The public anger at the drinks-after-work is genuine and raging. Logically it makes no sense: it involved each time people who had been packed together in offices working hard (for the public good, let’s not forget), then being allowed to relax informally. How that constitutes a virus risk when being crushed together in an office was not, defies reason. Using the word ‘party’ too makes it sound like a raucous riot, which is far from what has been described. Public anger is not amenable to logical though, and voting in a few years’ time will not be logical either.
Then we discovered that someone named a few years ago as a Chinese agent of influence had implanted an agent in the office of a senior Shadow Cabinet member. That member had spoken in support of the regime in Peking. That should have been an earth-shattering outrage., but it barely registered. It is just normal business it seems to have a hostile and genocidal foreign power in control of the offices of members of Parliament.
Now, if the spy had stepped into a garden after work, that would have been a major scandal, apparently.
However we got here, we are here. Let us not forget though that the decline in Boris’s fortunes started before someone snitched on sipping a glass after work. The Chesham and Amersham By-Election was in June, and Boris’s magic touch has been teetering every since. We have wearied of endless lockdown, petty restrictions and the way local bullies use them to batter their neighbours, and when the grocery bill comes in, prices have risen when pay has not, and taxes are at Labour levels, which makes us all wonder whom we have elected.
In the voter’s house, there is less on the plate these days. At the same time, the government has allowed left-wing quangocrats to live on the high hog still, pushing us about on our own money. Forget the ‘parties’: Boris has been laughing at us for taking our votes and doing nothing he promised except the one big thing, Brexit.
Maybe the Downing Street culture has gone rotten. It looks like it from outside SpAds are still a novel thing: there were none until Tony Blair invented them: it was considered outrageous at the time, but in retrospect a sensible innovation if done properly. Even so, teams of loud youth pumped with hormones thinking themselves omnipotent and harassing elder civil servants is asking for disaster. In this, Boris has not commanded but appeared as just their benevolent uncle; a figurehead.
If there is a strong Number 10 machine, the PM needs to command it. If there is collegiate government devolved to ministries, which is more Boris’s style, then the Number 10 machine must shrink.
What can he do? Firstly, throw out the spads who keep getting him into trouble. Hire better ones maybe, but they whisper memento mori in their ears. Then get back on course, convincingly this time. We are promised some meat there, but until that meat is on the table, filling up the depleted plates of the voters, the voters may remain cynical.
Also, deal with Chinese Government agents of influence; neutralise their spending power and expose their networks. That is the real scandal, even if the press choose the salacious gossip about office arrangements instead of exposing a threat at the nation’s heart.

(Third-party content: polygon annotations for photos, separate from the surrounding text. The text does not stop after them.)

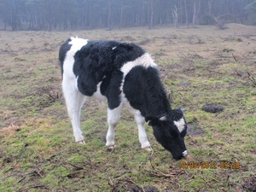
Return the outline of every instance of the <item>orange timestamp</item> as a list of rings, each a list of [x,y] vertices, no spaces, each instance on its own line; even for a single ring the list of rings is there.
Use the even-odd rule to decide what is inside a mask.
[[[180,169],[240,169],[238,161],[179,161]]]

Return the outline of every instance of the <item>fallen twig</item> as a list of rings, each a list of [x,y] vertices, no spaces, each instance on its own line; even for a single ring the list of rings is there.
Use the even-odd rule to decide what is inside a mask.
[[[44,184],[36,183],[36,184],[31,185],[29,187],[20,189],[18,190],[18,192],[28,191],[32,188],[44,188],[44,189],[47,189],[47,187]]]

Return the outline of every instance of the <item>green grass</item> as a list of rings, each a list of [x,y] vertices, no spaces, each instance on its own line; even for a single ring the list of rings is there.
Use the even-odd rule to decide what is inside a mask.
[[[253,185],[245,183],[256,174],[256,90],[247,72],[256,79],[256,55],[244,35],[255,28],[229,27],[184,28],[183,33],[168,27],[1,32],[0,191],[125,191],[134,184],[160,191],[252,190]],[[93,101],[82,111],[85,144],[75,143],[57,55],[63,41],[77,35],[134,42],[151,53],[172,107],[185,108],[191,130],[202,130],[185,137],[188,161],[216,162],[217,168],[181,169],[146,125],[151,157],[140,148],[136,123],[125,109],[116,127],[116,148],[107,152],[102,139],[108,130],[106,109]],[[212,102],[224,110],[201,109]],[[221,161],[239,162],[240,168],[223,169]]]

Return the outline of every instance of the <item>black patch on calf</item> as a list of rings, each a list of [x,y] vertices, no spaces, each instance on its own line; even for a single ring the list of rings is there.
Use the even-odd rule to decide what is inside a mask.
[[[143,117],[160,118],[171,111],[155,67],[134,67],[125,76],[123,90],[131,106],[140,110]]]
[[[79,91],[91,96],[102,82],[101,93],[108,98],[110,109],[120,103],[122,66],[142,56],[145,51],[133,44],[118,41],[88,41],[74,55],[73,73]]]

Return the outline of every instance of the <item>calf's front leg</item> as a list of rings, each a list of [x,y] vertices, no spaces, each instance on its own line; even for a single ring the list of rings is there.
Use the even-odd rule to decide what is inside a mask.
[[[62,90],[75,142],[84,143],[84,137],[80,130],[80,113],[83,104],[86,101],[86,96],[77,89],[75,84],[75,79],[63,77]]]
[[[108,108],[108,130],[106,137],[106,146],[109,149],[114,148],[114,128],[118,125],[120,119],[122,106],[119,105],[118,108],[110,109]]]

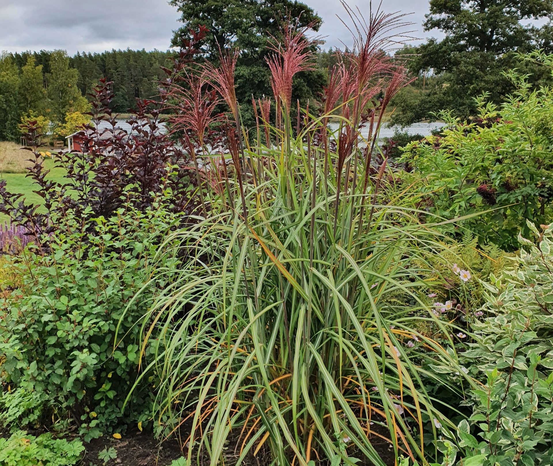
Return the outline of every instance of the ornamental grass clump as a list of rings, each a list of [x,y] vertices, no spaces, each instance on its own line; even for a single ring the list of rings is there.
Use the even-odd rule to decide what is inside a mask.
[[[274,125],[260,102],[251,141],[239,106],[235,112],[221,96],[239,130],[225,127],[224,193],[204,185],[208,210],[168,238],[187,260],[178,269],[154,266],[154,279],[166,286],[140,322],[143,347],[155,355],[140,376],[155,371],[161,379],[154,422],[168,436],[190,427],[186,464],[202,450],[212,465],[228,454],[240,464],[263,450],[279,465],[383,466],[374,446],[383,441],[396,459],[424,462],[435,451],[423,431],[435,438],[455,427],[422,380],[457,390],[423,368],[437,360],[461,374],[457,383],[471,383],[457,364],[453,331],[427,296],[440,280],[422,278],[442,248],[431,226],[419,222],[416,196],[393,191],[384,176],[389,169],[376,137],[389,98],[367,98],[408,82],[382,52],[404,23],[379,12],[368,20],[369,45],[341,57],[324,103],[314,111],[310,103],[295,125],[286,90],[312,56],[293,25],[284,25],[270,59],[280,104]],[[295,68],[286,68],[289,46]],[[353,58],[363,53],[374,62],[362,68]],[[204,78],[226,92],[217,69],[207,69]],[[327,127],[331,112],[340,121],[335,133]],[[374,135],[368,145],[359,141],[366,125]],[[421,323],[435,326],[448,348],[419,331]]]

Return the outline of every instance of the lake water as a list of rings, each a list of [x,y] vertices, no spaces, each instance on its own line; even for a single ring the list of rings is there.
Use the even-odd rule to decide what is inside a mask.
[[[338,124],[332,123],[330,124],[330,126],[333,130],[335,130],[338,129]],[[445,123],[442,122],[416,123],[404,128],[400,128],[399,127],[388,128],[388,124],[384,123],[380,128],[380,138],[391,138],[394,135],[396,128],[401,131],[406,131],[410,134],[420,134],[422,136],[430,136],[432,134],[432,130],[443,128],[444,126],[445,126]],[[368,128],[364,128],[362,129],[361,134],[363,137],[366,139],[369,135]]]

Then Boris has either of two roads to take. He might sit at the top of the table and work hard doing the job he is paid for, to implement the manifesto and get taxes down, giving his personal authority to ministers to defeat the inertia in their departments. Alternatively, he could step aside from the Cabinet Table, leave his day-to-day duties and salary behind him, and walk abroad in the land, reconnecting with it and with the ordinary people who once adored and trusted him, finding out what their doorstep concerns are, their worries, their aspirations, their petty jealousies, finding out what it was that once made him an icon of hope.
We all lost connections over the lockdown. We need to rebuild them.